Several studies have described adjuvant external beam radiotherapy, with or without dose escalation by intraluminal brachytherapy (Table 3). One prospective study and some retrospective studies found no survival benefit of adjuvant radiotherapy in patients who received a curative intent resection for cholangiocarcinoma[188-190]. In contrast, several large retrospective series suggested a survival benefit with adjuvant radiation. Todoroki et al[191] demonstrated a significantly higher 5-year survival of 34% in patients with R1 resections with adjuvant radiotherapy (intraoperative and extra beam) compared to 14% with surgery alone. Similarly, Cheng et al[192] and Schoenthaler et al[193] reported the efficacy of adjuvant radiation for the survival of patients with R1 or R2 resections. Other authors have corroborated the improved survival with adjuvant radiotherapy[194-197]. Although the bulk of retrospective data suggest that improved survival may be achieved with the use of adjuvant radiation, one prospective study was negative for survival benefit in a selected group of patients with hilar cholangiocarcinoma. Further prospective investigation is required to clarify the role of adjuvant radiation after resection.

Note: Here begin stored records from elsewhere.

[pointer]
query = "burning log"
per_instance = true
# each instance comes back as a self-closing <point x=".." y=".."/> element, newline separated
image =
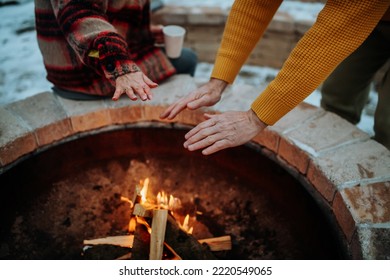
<point x="222" y="243"/>
<point x="159" y="223"/>
<point x="141" y="245"/>
<point x="122" y="241"/>
<point x="184" y="244"/>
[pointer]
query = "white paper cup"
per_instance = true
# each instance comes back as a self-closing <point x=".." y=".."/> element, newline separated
<point x="174" y="38"/>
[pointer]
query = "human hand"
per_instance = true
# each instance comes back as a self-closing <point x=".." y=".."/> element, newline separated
<point x="135" y="85"/>
<point x="157" y="33"/>
<point x="223" y="131"/>
<point x="207" y="95"/>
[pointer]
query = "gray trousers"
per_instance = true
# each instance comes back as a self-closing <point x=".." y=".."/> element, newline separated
<point x="346" y="91"/>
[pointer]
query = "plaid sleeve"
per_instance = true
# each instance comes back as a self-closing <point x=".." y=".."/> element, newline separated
<point x="94" y="40"/>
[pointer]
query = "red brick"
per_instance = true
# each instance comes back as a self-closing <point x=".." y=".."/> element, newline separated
<point x="369" y="203"/>
<point x="17" y="138"/>
<point x="344" y="217"/>
<point x="45" y="116"/>
<point x="294" y="155"/>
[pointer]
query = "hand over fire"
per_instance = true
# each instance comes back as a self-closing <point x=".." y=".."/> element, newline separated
<point x="207" y="95"/>
<point x="134" y="85"/>
<point x="223" y="131"/>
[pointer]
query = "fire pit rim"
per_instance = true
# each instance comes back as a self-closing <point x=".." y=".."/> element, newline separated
<point x="45" y="120"/>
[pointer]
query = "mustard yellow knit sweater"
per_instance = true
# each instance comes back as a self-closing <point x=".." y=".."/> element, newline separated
<point x="340" y="28"/>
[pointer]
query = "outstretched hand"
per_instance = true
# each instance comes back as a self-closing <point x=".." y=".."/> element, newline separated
<point x="207" y="95"/>
<point x="223" y="131"/>
<point x="134" y="85"/>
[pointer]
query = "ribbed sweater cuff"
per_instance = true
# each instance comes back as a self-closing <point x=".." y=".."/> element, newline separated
<point x="226" y="69"/>
<point x="270" y="109"/>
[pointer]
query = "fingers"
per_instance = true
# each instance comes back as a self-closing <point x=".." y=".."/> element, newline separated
<point x="173" y="110"/>
<point x="134" y="85"/>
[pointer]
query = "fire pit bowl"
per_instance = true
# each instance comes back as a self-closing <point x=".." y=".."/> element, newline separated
<point x="72" y="192"/>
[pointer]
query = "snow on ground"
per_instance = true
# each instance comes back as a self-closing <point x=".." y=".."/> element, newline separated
<point x="22" y="73"/>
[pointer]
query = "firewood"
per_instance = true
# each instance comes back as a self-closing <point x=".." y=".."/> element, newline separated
<point x="125" y="257"/>
<point x="159" y="224"/>
<point x="184" y="244"/>
<point x="222" y="243"/>
<point x="121" y="240"/>
<point x="141" y="244"/>
<point x="142" y="210"/>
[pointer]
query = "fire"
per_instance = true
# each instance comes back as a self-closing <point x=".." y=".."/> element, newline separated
<point x="162" y="201"/>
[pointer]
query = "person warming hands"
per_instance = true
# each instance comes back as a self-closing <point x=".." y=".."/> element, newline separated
<point x="340" y="28"/>
<point x="94" y="49"/>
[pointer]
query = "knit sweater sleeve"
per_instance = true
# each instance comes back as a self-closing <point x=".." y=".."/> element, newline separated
<point x="340" y="28"/>
<point x="246" y="23"/>
<point x="94" y="40"/>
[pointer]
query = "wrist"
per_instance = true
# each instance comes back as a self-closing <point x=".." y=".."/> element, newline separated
<point x="218" y="84"/>
<point x="256" y="120"/>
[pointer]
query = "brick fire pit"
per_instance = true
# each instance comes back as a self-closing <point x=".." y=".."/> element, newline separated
<point x="346" y="172"/>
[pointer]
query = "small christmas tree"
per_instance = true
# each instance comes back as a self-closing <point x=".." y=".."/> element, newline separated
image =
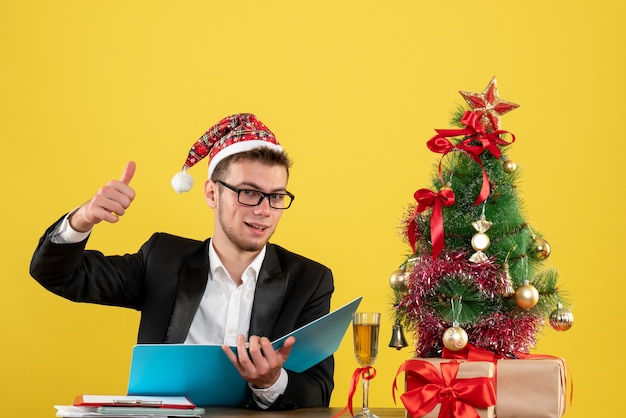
<point x="476" y="272"/>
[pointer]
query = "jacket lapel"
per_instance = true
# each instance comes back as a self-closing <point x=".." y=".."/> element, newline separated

The radiosensitization effect of chemotherapy has led to the investigation of concurrent chemoradiation as an adjuvant for resected cholangiocarcinoma. The most commonly utilized agent is 5-FU. Previous retrospective data revealed favorable outcomes of adjuvant chemoradiation (Table 3). Adjuvant chemoradiation has a survival benefit over adjuvant chemotherapy, adjuvant radiation, and surgery alone, especially in distal bile duct cancer[198-201]. Recently, three retrospective studies emphasized a comparable outcome of adjuvant chemoradiation for patients with non-curative surgery when compared to patients with curative surgery alone[202-204].